Report: Hate Crimes Against Catholics Spike in Canada

Hate crimes against Catholics in Canada have more than tripled in just one year according to a new study from a Christian think tank.

On Thursday, Cardus, a nonpartisan Canadian Christian think tank, released its site a report titled “Towards a Hopeful Future: Confronting Religious Hatred,” which found that in 2021 there was the “largest rise” in religiously motivated hate crimes against Catholics: from 43 in 2020 to 155 in 2021.

Since 2020, more than seventy Catholic churches across the country have been vandalized or burned in “suspicious circumstances,” Cardus found.

The report revealed that although the rise was higher for Catholics, no religious group escaped the growing aggression against believers, which coincides with an overall shift in Canadians’ view of religion.

“The rise in religious hate crimes is occurring against the backdrop of increasingly negative public attitudes toward the contributions of Canada’s religious and faith communities,” the report stated.

She continued, “Majority opinions are not necessarily related to hate crimes, of course – only a tiny fraction of Canadians commit hate crimes.” “However, it is reasonable to assume that those accused of religious hate crimes may be emboldened by a decline in respect for or acceptance of religion and religious persons.”

In just five years, from 2017 to 2022, the percentage of Canadians who view debt’s contribution as “very bad” or “more bad than good” jumped from 14 percent to 22 percent, or more than one in five people. .

Hostility towards believers was understandably higher among atheists and agnostics. Among survey respondents who are not religious themselves, almost half (46 percent) believe that the contribution of religious communities in Canada and Canadian society is mostly negative.
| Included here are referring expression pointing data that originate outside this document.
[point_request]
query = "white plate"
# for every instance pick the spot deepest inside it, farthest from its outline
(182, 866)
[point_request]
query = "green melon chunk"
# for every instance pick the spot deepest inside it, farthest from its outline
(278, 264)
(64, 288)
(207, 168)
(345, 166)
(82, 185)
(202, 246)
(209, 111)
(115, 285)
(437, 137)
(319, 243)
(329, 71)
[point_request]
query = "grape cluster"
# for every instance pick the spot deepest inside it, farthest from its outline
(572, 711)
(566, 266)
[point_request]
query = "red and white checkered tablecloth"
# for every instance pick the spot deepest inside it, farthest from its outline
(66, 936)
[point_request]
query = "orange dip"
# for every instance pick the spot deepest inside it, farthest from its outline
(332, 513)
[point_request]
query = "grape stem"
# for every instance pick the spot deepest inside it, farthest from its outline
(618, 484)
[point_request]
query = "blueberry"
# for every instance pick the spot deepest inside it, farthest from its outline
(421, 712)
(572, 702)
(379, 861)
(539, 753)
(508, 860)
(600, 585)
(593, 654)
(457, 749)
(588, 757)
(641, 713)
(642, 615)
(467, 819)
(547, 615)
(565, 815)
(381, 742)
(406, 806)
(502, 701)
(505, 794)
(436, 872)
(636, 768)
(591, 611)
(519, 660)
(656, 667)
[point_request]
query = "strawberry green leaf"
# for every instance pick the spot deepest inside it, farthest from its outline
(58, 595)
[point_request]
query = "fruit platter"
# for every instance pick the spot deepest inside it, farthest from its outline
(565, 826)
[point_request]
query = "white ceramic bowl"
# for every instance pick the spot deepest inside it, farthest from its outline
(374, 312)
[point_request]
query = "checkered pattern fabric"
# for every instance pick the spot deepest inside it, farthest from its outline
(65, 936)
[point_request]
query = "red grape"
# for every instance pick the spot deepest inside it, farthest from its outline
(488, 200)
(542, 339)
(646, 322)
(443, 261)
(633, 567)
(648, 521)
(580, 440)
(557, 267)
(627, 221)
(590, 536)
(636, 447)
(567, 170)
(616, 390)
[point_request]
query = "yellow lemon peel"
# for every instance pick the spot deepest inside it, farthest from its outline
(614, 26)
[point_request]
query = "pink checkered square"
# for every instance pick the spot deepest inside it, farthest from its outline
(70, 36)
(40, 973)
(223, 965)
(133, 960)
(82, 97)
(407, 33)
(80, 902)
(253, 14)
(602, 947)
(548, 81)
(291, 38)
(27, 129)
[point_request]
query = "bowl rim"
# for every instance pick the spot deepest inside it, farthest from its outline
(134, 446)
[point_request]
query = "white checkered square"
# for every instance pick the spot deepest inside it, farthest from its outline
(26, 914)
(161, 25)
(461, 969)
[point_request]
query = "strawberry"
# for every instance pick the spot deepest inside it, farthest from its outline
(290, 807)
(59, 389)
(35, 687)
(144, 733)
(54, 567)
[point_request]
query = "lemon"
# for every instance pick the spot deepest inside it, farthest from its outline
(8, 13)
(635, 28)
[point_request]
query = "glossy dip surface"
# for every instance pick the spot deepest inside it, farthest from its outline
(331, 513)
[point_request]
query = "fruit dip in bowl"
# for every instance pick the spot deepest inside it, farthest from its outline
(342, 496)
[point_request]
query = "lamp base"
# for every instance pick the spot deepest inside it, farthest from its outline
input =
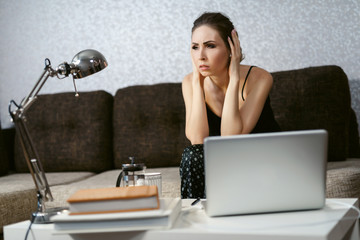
(44, 217)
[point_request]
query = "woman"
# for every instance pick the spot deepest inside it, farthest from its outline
(222, 97)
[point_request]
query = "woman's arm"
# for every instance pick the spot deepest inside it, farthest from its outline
(242, 118)
(196, 126)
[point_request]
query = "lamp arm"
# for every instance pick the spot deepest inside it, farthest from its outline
(19, 118)
(48, 72)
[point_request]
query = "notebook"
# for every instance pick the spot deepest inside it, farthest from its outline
(266, 172)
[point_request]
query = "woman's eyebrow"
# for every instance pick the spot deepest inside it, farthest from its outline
(207, 42)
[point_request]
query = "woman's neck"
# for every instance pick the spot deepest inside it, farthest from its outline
(221, 81)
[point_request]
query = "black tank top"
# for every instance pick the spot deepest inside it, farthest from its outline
(266, 122)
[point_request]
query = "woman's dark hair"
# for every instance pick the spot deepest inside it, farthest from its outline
(217, 21)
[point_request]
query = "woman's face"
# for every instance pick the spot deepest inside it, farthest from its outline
(208, 51)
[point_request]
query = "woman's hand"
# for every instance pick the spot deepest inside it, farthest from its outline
(236, 55)
(197, 76)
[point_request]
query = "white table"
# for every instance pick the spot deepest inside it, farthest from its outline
(338, 220)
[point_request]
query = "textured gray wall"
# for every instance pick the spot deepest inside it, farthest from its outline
(148, 41)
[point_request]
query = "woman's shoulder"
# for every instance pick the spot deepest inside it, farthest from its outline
(258, 74)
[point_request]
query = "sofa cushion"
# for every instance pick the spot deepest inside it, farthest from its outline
(4, 159)
(343, 179)
(70, 133)
(149, 124)
(314, 98)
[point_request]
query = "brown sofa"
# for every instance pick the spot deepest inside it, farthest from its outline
(83, 141)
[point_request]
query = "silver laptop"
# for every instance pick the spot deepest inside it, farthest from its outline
(267, 172)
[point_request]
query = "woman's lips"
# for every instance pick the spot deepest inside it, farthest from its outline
(204, 67)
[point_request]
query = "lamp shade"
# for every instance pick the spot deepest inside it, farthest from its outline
(87, 62)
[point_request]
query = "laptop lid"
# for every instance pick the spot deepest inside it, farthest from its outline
(267, 172)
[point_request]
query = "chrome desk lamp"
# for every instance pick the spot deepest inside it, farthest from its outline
(84, 63)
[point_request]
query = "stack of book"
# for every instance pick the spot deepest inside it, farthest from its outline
(117, 209)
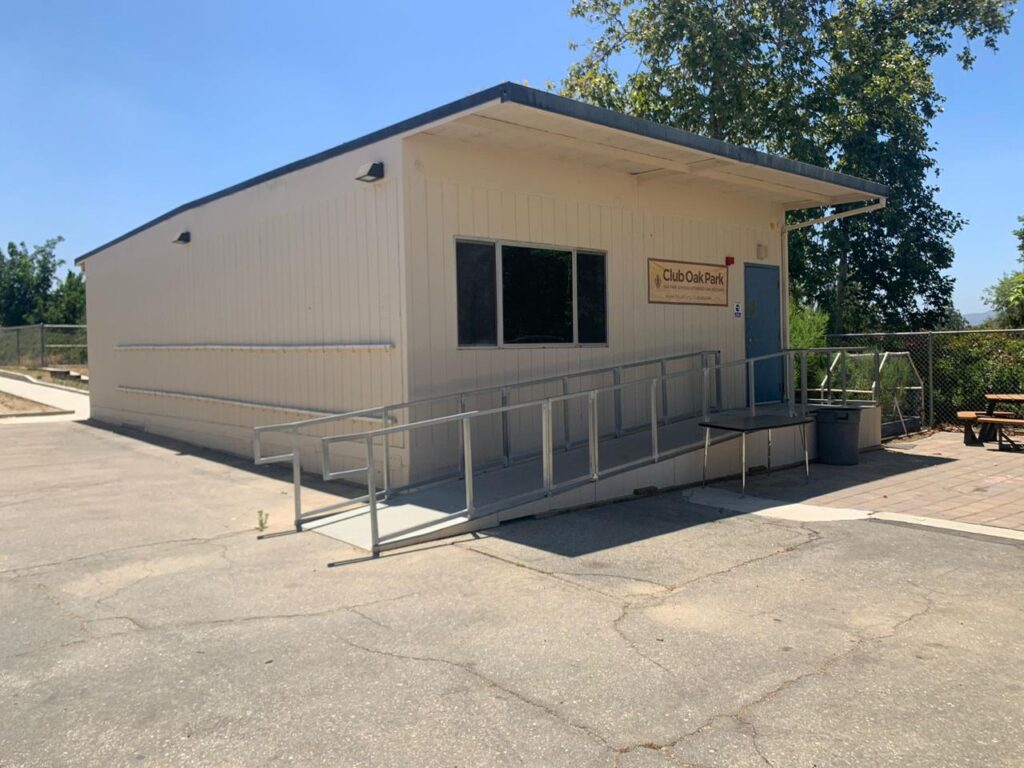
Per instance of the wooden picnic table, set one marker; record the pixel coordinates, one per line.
(987, 430)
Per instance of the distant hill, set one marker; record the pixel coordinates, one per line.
(976, 318)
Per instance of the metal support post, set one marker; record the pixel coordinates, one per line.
(931, 379)
(297, 481)
(665, 391)
(653, 419)
(372, 497)
(566, 435)
(704, 474)
(467, 462)
(593, 435)
(844, 374)
(616, 375)
(506, 437)
(546, 446)
(803, 383)
(877, 379)
(718, 379)
(751, 389)
(387, 455)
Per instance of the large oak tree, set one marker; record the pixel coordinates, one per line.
(847, 85)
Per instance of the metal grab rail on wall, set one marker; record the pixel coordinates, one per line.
(547, 449)
(386, 414)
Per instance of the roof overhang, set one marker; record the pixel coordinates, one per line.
(520, 118)
(544, 123)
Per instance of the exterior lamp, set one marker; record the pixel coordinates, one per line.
(371, 172)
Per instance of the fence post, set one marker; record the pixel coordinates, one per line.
(931, 379)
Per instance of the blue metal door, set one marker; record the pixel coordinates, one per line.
(764, 329)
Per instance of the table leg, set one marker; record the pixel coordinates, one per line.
(742, 456)
(987, 432)
(704, 474)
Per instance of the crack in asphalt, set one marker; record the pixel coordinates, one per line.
(23, 570)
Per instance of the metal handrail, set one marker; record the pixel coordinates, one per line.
(493, 389)
(594, 471)
(384, 413)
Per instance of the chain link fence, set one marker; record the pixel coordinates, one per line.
(43, 346)
(956, 368)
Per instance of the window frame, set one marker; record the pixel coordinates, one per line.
(500, 294)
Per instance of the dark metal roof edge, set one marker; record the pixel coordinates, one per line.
(582, 111)
(539, 99)
(467, 102)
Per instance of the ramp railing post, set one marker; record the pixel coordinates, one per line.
(718, 379)
(506, 437)
(566, 435)
(297, 481)
(705, 391)
(843, 373)
(546, 446)
(828, 364)
(462, 409)
(467, 462)
(750, 387)
(665, 390)
(653, 419)
(593, 435)
(616, 375)
(877, 379)
(803, 383)
(791, 385)
(385, 417)
(372, 500)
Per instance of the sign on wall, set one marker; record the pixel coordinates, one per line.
(687, 283)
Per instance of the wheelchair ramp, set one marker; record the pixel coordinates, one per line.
(439, 511)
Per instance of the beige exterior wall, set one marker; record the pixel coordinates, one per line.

The survey indicates that the main divide in attitudes today is between the religious and the non-religious. Cardus suggested that those who are religiously observant, no matter what religion they adhere to, generally view each religion as more beneficial than detrimental to Canadian public life.

The report concluded, “Increasing hate crimes against faith-based communities, and the increasingly negative attitudes on the part of some Canadians toward the presence of religion in public life and the contributions of faith-based communities, should concern us all.”

thomas d. Williams is the Rome bureau chief for Breitbart and the author of The next Christian persecution.